Most of the time _read and _modify accessors are written almost identically, except for the inout-ness of yeild operand. Could we use this fact to make _read optional and synthesize it via _modify by dropping inout-ness?
var f: Type
var p: Type {
_modify {
yield &f
}
// syntesized _read pseudocode
// _read {
// yield _modify()
// }
}
The primary benefit of coroutine accessors such as _read and _modify is that they avoid copies.
Until very recently, all types in Swift were copyable, and the only thing we had to worry about was that copies that were not eliminated might make data non-uniquely referenced and trigger unnecessary COWs. For this reason, the compiler does already synthesise _modify in many cases (e.g. for stored properties).
Example - note the presence of the output.Foo.bar.modify symbol in the generated output.
In more complex cases involving copyable types, the benefit of _read over making a copy is less clear, even if _modify is defined for efficient mutations. It isn't always possible to generate an efficient reading accessor from an efficient mutating accessor, and there is a negative impact on code size. You can pair _modify with get and set; you are never required to implement a _read for a copyable type.
For non-copyable types, coroutine accessors are all you have, so the compiler generates both_read and _modify accesors. Example.
_modify can mutate self at any time, not just at the time of yield. asking the compiler to synthesize a non-mutating version of it is like asking the compiler to synthesize a non-mutating version of a mutating instance method.
when both _modify and set are available, how does swift decide which accessor to call?
We have talked before about wanting some way to synthesize paired get and set when they’re basically the same, so we could introduce a rule for “you defined modify without get or read, can we share the body”, or perhaps “you wrote readOrModify”. With macros, though, we now also have a way to experiment with this sort of thing; though I haven’t done it, I believe it’d be possible to implement this, at least in simple cases:
@ReadAndModify(\Self.f)
var p: Type
// Not sure about this one
@ReadFromModify
var p: Type {
_modify { yield &f }
}
I'm experimenting with this, so far I've found a way to implement _read via _modify by hands without excessive copies. But I'm not sure if @attached(accessor) macro plays nicely with an existing _modify.

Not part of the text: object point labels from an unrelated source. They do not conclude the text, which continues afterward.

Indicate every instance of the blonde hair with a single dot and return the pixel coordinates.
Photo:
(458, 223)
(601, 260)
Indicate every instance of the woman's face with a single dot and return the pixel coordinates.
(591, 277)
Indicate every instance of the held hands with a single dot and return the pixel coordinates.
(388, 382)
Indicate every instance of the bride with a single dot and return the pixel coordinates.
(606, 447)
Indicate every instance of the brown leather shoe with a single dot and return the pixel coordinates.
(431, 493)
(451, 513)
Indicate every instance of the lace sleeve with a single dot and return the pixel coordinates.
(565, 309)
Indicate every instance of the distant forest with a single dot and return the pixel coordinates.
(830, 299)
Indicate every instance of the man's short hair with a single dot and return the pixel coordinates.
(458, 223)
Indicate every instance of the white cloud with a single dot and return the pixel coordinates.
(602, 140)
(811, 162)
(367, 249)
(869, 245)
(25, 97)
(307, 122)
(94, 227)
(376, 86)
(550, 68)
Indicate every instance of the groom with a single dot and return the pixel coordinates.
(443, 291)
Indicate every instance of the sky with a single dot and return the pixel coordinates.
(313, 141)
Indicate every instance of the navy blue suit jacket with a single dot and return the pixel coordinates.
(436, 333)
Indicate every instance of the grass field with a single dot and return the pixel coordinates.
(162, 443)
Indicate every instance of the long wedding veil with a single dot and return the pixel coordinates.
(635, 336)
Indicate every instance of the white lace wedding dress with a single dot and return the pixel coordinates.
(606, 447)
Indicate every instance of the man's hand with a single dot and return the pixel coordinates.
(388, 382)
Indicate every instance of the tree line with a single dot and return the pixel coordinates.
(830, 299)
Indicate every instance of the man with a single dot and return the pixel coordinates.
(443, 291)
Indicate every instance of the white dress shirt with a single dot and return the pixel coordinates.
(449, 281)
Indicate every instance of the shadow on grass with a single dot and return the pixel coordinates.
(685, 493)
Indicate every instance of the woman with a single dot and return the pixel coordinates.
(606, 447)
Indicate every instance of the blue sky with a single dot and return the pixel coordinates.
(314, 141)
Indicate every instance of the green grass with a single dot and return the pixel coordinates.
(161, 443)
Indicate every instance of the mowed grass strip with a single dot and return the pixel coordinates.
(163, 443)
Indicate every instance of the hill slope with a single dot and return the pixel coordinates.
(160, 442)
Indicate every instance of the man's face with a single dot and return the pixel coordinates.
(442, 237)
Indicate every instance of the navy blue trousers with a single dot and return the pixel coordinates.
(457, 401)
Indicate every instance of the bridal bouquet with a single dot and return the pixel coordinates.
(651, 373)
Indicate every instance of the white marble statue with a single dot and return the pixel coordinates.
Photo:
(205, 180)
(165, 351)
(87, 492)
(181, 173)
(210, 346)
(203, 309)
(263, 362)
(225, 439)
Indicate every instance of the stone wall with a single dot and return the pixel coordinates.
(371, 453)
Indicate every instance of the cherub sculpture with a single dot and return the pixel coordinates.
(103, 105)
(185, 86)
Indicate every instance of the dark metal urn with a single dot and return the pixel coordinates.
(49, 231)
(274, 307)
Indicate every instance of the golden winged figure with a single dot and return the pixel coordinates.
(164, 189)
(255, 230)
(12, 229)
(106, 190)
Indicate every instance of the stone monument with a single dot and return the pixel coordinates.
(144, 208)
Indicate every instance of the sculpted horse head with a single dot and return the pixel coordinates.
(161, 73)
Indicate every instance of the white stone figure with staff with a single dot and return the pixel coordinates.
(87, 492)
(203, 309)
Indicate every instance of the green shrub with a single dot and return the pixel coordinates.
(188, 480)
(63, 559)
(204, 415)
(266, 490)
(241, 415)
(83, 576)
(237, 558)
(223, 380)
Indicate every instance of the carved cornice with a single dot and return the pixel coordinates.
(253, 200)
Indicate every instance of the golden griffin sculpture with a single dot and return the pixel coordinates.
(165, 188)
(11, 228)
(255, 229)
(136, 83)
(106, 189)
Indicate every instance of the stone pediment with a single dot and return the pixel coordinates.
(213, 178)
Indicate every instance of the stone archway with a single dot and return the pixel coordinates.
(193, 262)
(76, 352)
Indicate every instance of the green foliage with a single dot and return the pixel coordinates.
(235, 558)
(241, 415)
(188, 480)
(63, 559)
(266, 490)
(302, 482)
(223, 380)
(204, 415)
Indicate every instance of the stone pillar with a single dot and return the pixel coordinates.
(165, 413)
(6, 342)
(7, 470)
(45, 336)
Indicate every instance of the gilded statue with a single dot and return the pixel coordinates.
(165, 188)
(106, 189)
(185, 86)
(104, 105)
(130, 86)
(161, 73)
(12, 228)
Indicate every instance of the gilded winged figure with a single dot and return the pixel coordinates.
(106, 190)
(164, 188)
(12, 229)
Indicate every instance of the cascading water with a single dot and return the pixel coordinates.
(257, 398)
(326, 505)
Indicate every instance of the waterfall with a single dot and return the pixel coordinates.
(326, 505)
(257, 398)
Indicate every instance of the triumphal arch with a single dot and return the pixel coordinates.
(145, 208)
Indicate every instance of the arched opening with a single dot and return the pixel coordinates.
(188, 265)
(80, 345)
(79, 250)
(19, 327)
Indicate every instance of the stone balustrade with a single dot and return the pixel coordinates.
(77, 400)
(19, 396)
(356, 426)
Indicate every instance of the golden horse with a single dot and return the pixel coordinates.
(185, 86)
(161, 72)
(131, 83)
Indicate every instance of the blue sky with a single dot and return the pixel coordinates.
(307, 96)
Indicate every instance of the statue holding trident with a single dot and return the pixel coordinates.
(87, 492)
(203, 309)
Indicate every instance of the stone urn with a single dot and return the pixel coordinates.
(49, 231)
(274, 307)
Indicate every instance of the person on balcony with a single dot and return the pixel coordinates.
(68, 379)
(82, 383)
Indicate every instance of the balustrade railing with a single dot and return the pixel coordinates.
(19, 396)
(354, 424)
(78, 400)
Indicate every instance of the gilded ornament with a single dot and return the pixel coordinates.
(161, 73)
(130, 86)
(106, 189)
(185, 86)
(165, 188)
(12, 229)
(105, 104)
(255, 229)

PS still need a better way to convince the compiler to drop ownership of the moved t without strong_release
That isn’t correct at all; you’re destroying the original stored value every time you read. (Put all of this in a function to see it crash; being global variables is keeping the objects alive past the end of the program. Put all of it in a struct and mutating/nonmutating will show you it’s broken.)
In general you cannot literally have a read that delegates to a modify because the compiler can’t see from one accessor into the other, which means you can’t get mutating to match up. If you go down this route, it might appear to work for classes today, but it won’t once we have borrow variables, because then you’ll have a mutating borrow on the underlying stored property when you only wanted a shareable, non-mutating one. You have to duplicate the body, or use a key path or similar to factor out some of the work.
Yeah, this is possible at the compiler level. The language just doesn’t expose a way to do it correctly, even unsafely: you need to be able to get a mutable pointer to the location without actually accessing it. And you lose exclusivity checks if that’s all you do, so you also want to make mutating accesses count as real accesses for class properties and globals, which the language does not expose separately.
I looked at how the synthesis of these accessors works in Val. link
Looks like a good solution for most cases.
In a nut shell, there are three accessors: let(for reading), set(for assigning) and inout(for modifying). And inout can be synthesized from set and let.